⏱ ~15 min · 📍 Module 4 of 7
This workshop module covers container security scanning to identify vulnerabilities in container images and configurations.
Containers are now one of the most common ways to deploy applications. They are also attractive targets for attackers who can use them to access underlying infrastructure, steal secrets (including cloud credentials), or execute arbitrary code.
Container security scanning analyzes images and container configurations to identify security vulnerabilities, misconfigurations, and compliance issues before releasing them.
- Image Vulnerabilities - Outdated or vulnerable dependencies, both in the base image and in the application dependencies.
- Supply Chain - Untrusted base images. Trojanized or typo-squatted images pulled from public registries.
- Secrets in Images - Hardcoded credentials or keys.
- Root User - Running containers as root
- Excessive Privileges - Unnecessary capabilities can allow container escape.
- Exposed Ports - Unintended network exposure
- Missing Security Controls - No health checks or resource limits
- Weak Network Segmentation - Overly permissive ingress rules allow lateral movement
- Dangerous Volumes - Mounting host volumes can expose sensitive data or allow privilege escalation.
| Tool | What it does | Notes |
|---|---|---|
| Trivy | Vulnerability, misconfiguration and secret scanner for containers | Also scans filesystems, IaC and repos; this module focuses on containers |
| Grype | Fast vulnerability scanner for container images and filesystems | By Anchore; uses multiple vuln DBs and generates SBOM automatically |
By the end of this module, you will:
- Understand container security risks
- Learn to scan images for vulnerabilities
- Understand supply chain security for containers
- Identify Dockerfile security best practices
Tip
A clean scan can take more than one fix. Bumping the base image clears OS-package and language-runtime CVEs, but transitive dependencies bundled inside the new image (e.g., libraries shipped with the global package manager) may still surface as HIGH findings. Expect to fix in layers — re-run the scanner between each change to see what's left.
- Use minimal, trusted base images and rebuild them regularly.
- Patch all High/Critical CVEs before shipping; fail the build if any remain.
- Note: You can also ignore them if you verified the vulnerability is not exploitable.
- Run containers as a non-root user with only the capabilities they truly need.
- Remove build tools & secrets via multi-stage builds to shrink the attack surface.
- Sign images and verify signatures at pull/admission time to ensure provenance.
- Enable runtime protection (seccomp/AppArmor profiles, resource limits, live detection).
- Implement health and readiness checks
- NetRise Releases Supply Chain Visibility & Risk Study, Edition 2: Containers, Revealing Signicant Visibility and Risk Challenges within Common Containers: Research finds containers have over 600 vulnerabilities a piece on average.
- Top 10 Container Security Issues
- Docker Engine security
- slimtoolkit/slim: Tool to reduce the size of container images (making them more secure).
The container bait is the base image in
code/Dockerfile— it ships with an EOL alpine that has unpatched HIGHs. The CI failure is intentional.
Trivy — alpine OS-layer HIGHs (musl, etc.)
What Trivy flagged: an alpine 3.19.4 base ships musl / musl-utils HIGHs (e.g. CVE-2025-26519, CVE-2026-40200) and EOL warnings.
Reading the output: Trivy prints a clean table (Library / Vulnerability / Severity / Status / Installed Version / Fixed Version / Title). This is the gold-standard output across the workshop.

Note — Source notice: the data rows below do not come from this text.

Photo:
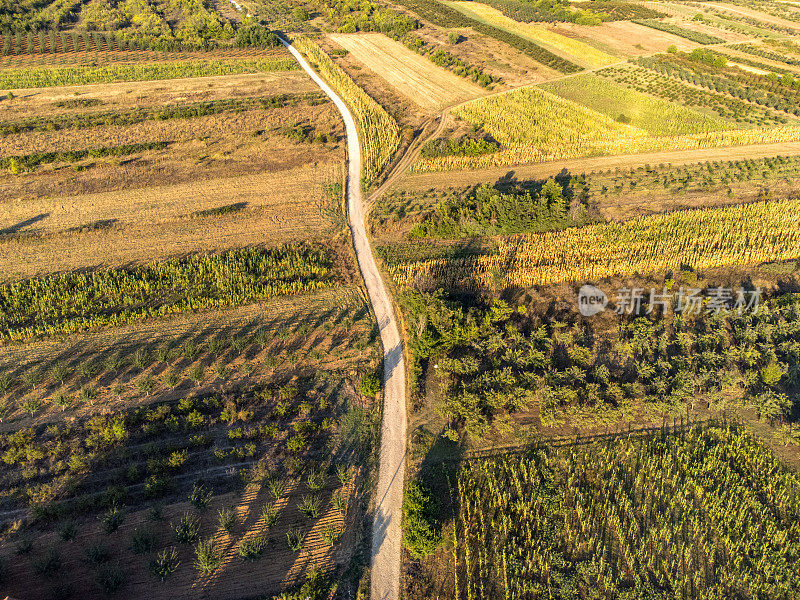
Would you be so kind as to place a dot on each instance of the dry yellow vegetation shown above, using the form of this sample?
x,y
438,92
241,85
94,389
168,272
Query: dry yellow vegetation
x,y
379,133
570,48
136,226
417,78
734,235
533,125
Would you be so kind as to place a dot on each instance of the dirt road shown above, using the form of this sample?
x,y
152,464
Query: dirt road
x,y
386,534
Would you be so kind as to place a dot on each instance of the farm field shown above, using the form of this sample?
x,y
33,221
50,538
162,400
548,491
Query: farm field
x,y
654,115
571,369
380,132
625,38
736,235
571,130
216,371
614,193
571,49
548,501
412,75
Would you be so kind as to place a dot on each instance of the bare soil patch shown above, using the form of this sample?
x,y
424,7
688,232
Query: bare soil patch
x,y
625,38
34,102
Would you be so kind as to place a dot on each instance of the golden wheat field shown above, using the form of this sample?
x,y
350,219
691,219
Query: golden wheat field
x,y
533,125
415,77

⚠️ Don't just bump alpine minor:node:20-alpine3.19→node:20-alpine3.21actually increases the finding count (alpine 3.21 still ships an unpatched openssl). Jump to a current node-major instead.
⚠️ "Fixed Version" is per-CVE, not per-package: bumping to the version Trivy lists in that column only closes the CVE you happened to look at. Pick the latest stable image tag.
Fix — bump the base image:
-FROM node:20-alpine3.19
+FROM node:25-alpineGrype — same root cause, terser output
What Grype reports: the Summarize findings step parses the SARIF and prints each CVE as ruleId | message | path:line to the job log — plus a helpful warning: 188 packages from EOL distro "alpine 3.19.4". The full SARIF is also uploaded to the GitHub Code Scanning tab if your fork has GHAS enabled.
Same root cause as Trivy: EOL alpine base.
Fix — identical to the Trivy fix above.